Una vez armada, parcialmente, la producción entre Reino Unido y España encontraron un partner cubano en la firma independiente Productora de la Quinta Avenida, y a partir de ahí se establecieron seis semanas de rodaje en Cuba, se contrató a la mayor parte del numeroso talento nacional presente en el equipo, entre otros, a intérpretes como Laura de la Uz, Carlos Enrique Almirante y Andrea Doimeadiós. Así, se consiguió el milagro de que Yuli pueda ser presentada, en cualquier lugar, como un filme legítimamente cubano, por lo que muestra, por sus actores, por su tono mayormente respetuoso y serio para hablar sobre nuestra realidad… en fin, la película convence a los públicos, a los críticos, le gusta a casi todo el mundo, y sobre todo devino demostración palmaria de cuán equivocados y desactualizados están quienes continúan demonizando, por nuestros medios, tanto las coproducciones con otros países como la iniciativa audiovisual independiente.

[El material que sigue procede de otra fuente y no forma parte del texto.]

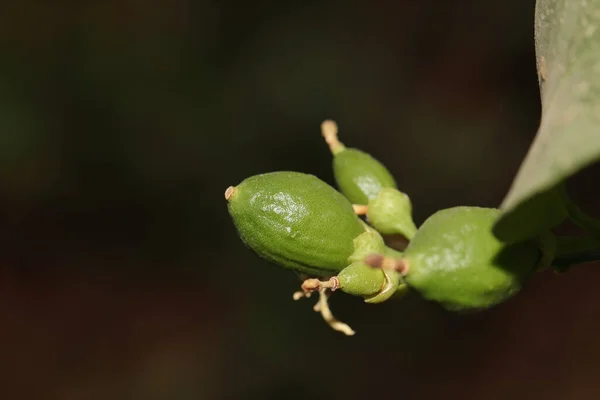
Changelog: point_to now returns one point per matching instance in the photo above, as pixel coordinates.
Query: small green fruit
(359, 176)
(359, 279)
(295, 220)
(390, 212)
(456, 260)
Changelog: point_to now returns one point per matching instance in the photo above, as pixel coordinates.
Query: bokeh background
(121, 125)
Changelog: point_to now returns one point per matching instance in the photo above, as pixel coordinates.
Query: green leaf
(567, 36)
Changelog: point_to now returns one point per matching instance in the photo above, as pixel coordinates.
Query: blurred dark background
(121, 125)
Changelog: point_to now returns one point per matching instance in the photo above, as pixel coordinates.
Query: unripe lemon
(295, 220)
(455, 260)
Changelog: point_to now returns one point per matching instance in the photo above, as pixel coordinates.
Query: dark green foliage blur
(123, 122)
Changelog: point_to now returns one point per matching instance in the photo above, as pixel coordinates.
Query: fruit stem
(575, 251)
(323, 307)
(580, 218)
(329, 130)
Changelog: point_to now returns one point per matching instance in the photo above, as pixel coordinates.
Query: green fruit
(359, 279)
(456, 260)
(295, 220)
(390, 212)
(359, 176)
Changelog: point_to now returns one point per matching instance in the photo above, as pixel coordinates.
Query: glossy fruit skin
(295, 220)
(359, 176)
(455, 260)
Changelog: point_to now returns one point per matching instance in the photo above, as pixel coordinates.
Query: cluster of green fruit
(299, 222)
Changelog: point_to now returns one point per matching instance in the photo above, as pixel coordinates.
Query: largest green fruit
(455, 259)
(295, 220)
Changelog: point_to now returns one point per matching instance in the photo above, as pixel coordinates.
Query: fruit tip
(229, 192)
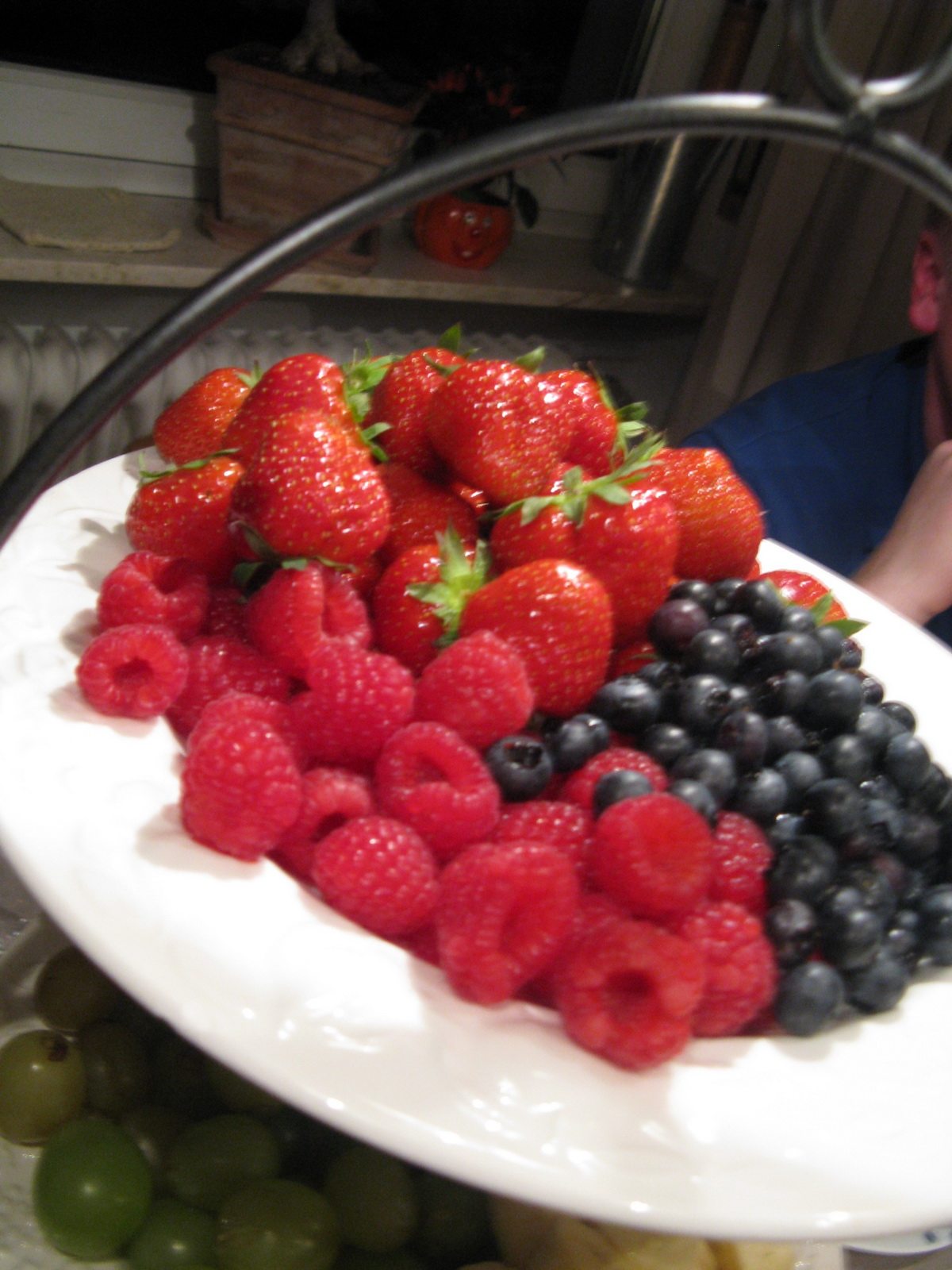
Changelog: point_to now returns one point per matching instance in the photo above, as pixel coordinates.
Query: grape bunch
(154, 1153)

Santiago Alfonso, a la derecha, en el papel del padre, al lado de Keyvin Martínez, quien da vida a la etapa de la juventud del bailarín.                                                                                                                                                                                                                               

A pesar de tener 45 años cumplidos cuando se interpretó a sí mismo en Yuli, Carlos Acosta se dedica en todas sus apariciones a bailar, representar y coreografiar su vida, y sale airoso del empeño porque nadie podía sustituirlo, nadie mejor que él sabe de las angustias que conformaron su carácter, de la intolerancia, el racismo y el clasismo, y también de quienes creyeron en su talento, y lo apoyaron, empezando por su maestra y su padre. En el recuento de unos 40 años, resulta mucho más atractiva, fluida y simpática la etapa de la infancia (que permite desplegar tanto al niño Edilson como a Santiago Alfonso en el papel del padre, portentosas, magnéticas interpretaciones), pero la juventud y la madurez están perjudicadas por la inserción constante de coreografías, que ponen en baile lo que acabamos de ver dramatizado, y por tanto pudieran resultar cacofónicas, mientras que a Keyvin Martínez, el encargado de interpretar al bailarín en su juventud, le falta credibilidad respecto a lo que está haciendo, o sobre todo, diciendo.

Es también en la etapa juvenil cuando el guion insiste en ilustrar, sumariamente, los años 90 y lo más cruento del período especial, con mayor o menor tino, y además, se dibujan con mayor nitidez ciertos conflictos que dejarían muy incompleta la película si se hubiera recurrido a los cortes, el resumen y las elipsis: establecer con toda claridad la relación del personaje con el contexto, el peso de la fama y la distancia, su ausencia del entorno familiar que lo reclamaba. Y es en este momento que el protagonista se convierte en un personaje más típico del cine biográfico, género encargado en todos los países de sustentar la moraleja y la identificación del público mayoritario en tanto se cuenta la lucha de un héroe, predestinado a trascender, por sobreponerse a las muchas limitaciones del medio social y cultural que resulta,  al mismo tiempo, freno y acicate. Carlos Acosta se consagra mundialmente como bailarín, pero tiene que sacrificar la vida que pudo tener junto a los suyos, en su medio.

A pesar de sus varias concesiones al populismo (como esas escenas en las que se rinde culto a la ascendencia de esclavos, algo absolutamente normal en Cuba, pero que para europeos políticamente correctos es algo digno de mención) y ciertos excesos melodramáticos como la recurrencia en la enfermedad y la muerte de la hermana, o la insistencia en la victimización del hijo y el furor del padre despótico, Yuli es un filme hermoso, conmovedor, convincente; que respira, en cada fotograma, afecto, respeto e incluso admiración por la Isla, su cultura y su pueblo. Y ese sentido de pertenencia se le debe a su protagonista, un hombre que jamás olvidó el lugar adonde pertenece, y tampoco se dejó guiar por el aforismo de Sabina de que «al lugar donde has sido feliz no debieras tratar de volver». Carlos Acosta regresó, por suerte para la cultura cubana.